Geduldig hörte er sich Severus´ Schilderung an. „Wie sicher bist du dir, dass es wirklich James Potter war, der das Kästchen in deine Tasche gesteckt hat?“
„Ganz sicher.“
„Woher nimmst du diese Sicherheit?“
„Ich habe gesehen, wie Potter aus dem Klassenzimmer kam, während Black, Pettigrew und Lupin auf dem Flur herumstanden. Dann sind sie weggegangen und erst unmittelbar vor dem Stundenbeginn wiedergekommen.“
„Kannst du beweisen, dass sie das Kästchen genommen haben.“
„Beweisen kann ich es nicht, aber ich weiß, dass Potter es war.“
Das Verhör drehte sich noch dreimal im Kreis. Dann wurden nacheinander Black, Potter, Lupin und Pettigrew zum Direktor geholt. Sie sagten übereinstimmend aus, dass sie während der ganzen Pause nicht auf dem Gang gewesen waren. Dumbledore ließ die anderen Schüler zusammenrufen und fragte, wer wo gewesen war. Es stellte sich heraus, dass einige Gryffindors Severus zum Klassenzimmer hatten gehen sehen, aber niemand hatte Potter und seine Leute beobachtet.
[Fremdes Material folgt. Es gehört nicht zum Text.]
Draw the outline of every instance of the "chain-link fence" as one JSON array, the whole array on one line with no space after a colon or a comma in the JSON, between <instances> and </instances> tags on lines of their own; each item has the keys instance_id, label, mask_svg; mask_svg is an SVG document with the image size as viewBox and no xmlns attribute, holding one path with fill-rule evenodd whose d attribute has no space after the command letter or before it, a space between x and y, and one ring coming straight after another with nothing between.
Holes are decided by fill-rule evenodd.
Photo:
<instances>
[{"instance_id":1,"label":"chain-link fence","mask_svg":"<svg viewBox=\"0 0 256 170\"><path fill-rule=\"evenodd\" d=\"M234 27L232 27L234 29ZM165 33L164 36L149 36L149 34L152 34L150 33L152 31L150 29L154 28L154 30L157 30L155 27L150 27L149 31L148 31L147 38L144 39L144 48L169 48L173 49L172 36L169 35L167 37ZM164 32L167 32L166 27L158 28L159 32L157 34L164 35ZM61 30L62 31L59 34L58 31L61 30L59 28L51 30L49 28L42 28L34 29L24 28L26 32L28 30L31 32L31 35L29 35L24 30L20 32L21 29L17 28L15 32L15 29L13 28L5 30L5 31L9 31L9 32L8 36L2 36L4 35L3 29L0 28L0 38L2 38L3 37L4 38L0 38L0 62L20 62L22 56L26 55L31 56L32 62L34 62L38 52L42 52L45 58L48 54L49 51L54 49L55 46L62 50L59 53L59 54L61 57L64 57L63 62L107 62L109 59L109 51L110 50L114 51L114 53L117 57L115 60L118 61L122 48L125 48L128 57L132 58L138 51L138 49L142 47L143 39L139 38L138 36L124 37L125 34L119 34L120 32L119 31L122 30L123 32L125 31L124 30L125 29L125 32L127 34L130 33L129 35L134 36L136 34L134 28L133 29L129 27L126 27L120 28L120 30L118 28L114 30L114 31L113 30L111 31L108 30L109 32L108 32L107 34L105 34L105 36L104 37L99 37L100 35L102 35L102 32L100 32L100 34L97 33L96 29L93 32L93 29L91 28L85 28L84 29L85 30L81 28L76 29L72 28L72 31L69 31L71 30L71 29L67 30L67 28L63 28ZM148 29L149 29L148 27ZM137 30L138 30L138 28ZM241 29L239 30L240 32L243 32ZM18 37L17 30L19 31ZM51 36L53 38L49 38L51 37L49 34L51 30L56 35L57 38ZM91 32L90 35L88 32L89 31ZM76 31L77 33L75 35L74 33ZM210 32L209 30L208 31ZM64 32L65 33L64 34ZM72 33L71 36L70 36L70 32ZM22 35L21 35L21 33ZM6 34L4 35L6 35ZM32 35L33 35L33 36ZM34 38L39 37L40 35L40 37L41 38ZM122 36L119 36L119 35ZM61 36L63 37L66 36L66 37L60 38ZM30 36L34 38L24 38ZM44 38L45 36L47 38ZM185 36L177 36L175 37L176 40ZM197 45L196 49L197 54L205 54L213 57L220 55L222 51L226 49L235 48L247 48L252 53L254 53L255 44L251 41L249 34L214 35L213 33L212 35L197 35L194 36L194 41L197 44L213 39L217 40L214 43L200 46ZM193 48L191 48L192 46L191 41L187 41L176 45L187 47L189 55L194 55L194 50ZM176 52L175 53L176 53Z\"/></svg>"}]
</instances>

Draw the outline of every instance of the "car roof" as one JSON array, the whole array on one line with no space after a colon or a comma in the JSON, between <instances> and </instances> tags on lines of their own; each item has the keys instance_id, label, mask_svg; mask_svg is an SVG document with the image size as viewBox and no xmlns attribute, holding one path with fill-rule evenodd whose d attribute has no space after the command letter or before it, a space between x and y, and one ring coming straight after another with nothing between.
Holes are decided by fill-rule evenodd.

Dumbledore sah Severus über seine Brille hinweg an. „Severus, das hätte ich von dir nicht erwartet“, sagte er in sehr traurig-vorwurfsvollem Ton. „Was wolltest du mit dem Federkästchen? Das ist doch so auffällig, dass du es nie hättest benutzen können.“
„Ich habe es nicht gestohlen! Glauben Sie mir doch endlich! Dieser Potter will mir doch nur eins auswischen!“
„Severus, mäßige dich! Niemand hat James Potter in der Pause vor dem Klassenzimmer gesehen. Statt dessen bist du gesehen worden. Das ist doch ziemlich eindeutig, nicht?“
„Scheinbar eindeutig, ja. Aber ich sage die Wahrheit.“
Dumbledore sah Severus wieder über seine Brille hinweg an. „Diebstahl wird mit fünfzig Punkten Abzug bestraft. Du kannst die Strafe mildern, wenn du bis heute Abend zu mir kommst und die Wahrheit sagst.“
„Aber ich HABE die Wahrheit gesagt!“
„Denk noch einmal darüber nach.“
Damit war Severus entlassen. Er ging vor dem Abendessen zu Dumbledore und wiederholte seine Geschichte; aber der glaubte ihm immer noch nicht und der Punktabzug blieb erhalten.
Lucius Malfoy schäumte, als er von dem riesigen Punktabzug hörte, und veranstaltete im Gemeinschaftsraum eine Art Gericht. Angestrahlt vom gleißenden Licht mehrerer Zauberstäbe musste Severus sich mit dem Rücken zur Wand stellen, während alle anderen im Halbkreis um ihn herum saßen. Haarklein musste er erzählen, was in der Pause passiert war. Immer wieder unterbrach ihn Malfoy, ließ sich Details erklären oder etwas wiederholen. Dieses Verhör war schlimmer als das von Flitwick und Dumbledore.
Endlich gab sich Malfoy zufrieden und fragte die anderen Erstklässler, wo sie während der Pause gewesen waren. Es stellte sich heraus, dass niemand dort gewesen war, wo Potter zu sein behauptete, niemand hatte ihn oder seine Kumpane nach dem Verlassen des Klassenzimmers gesehen. Dafür war Severus auf dem Gang beobachtet worden.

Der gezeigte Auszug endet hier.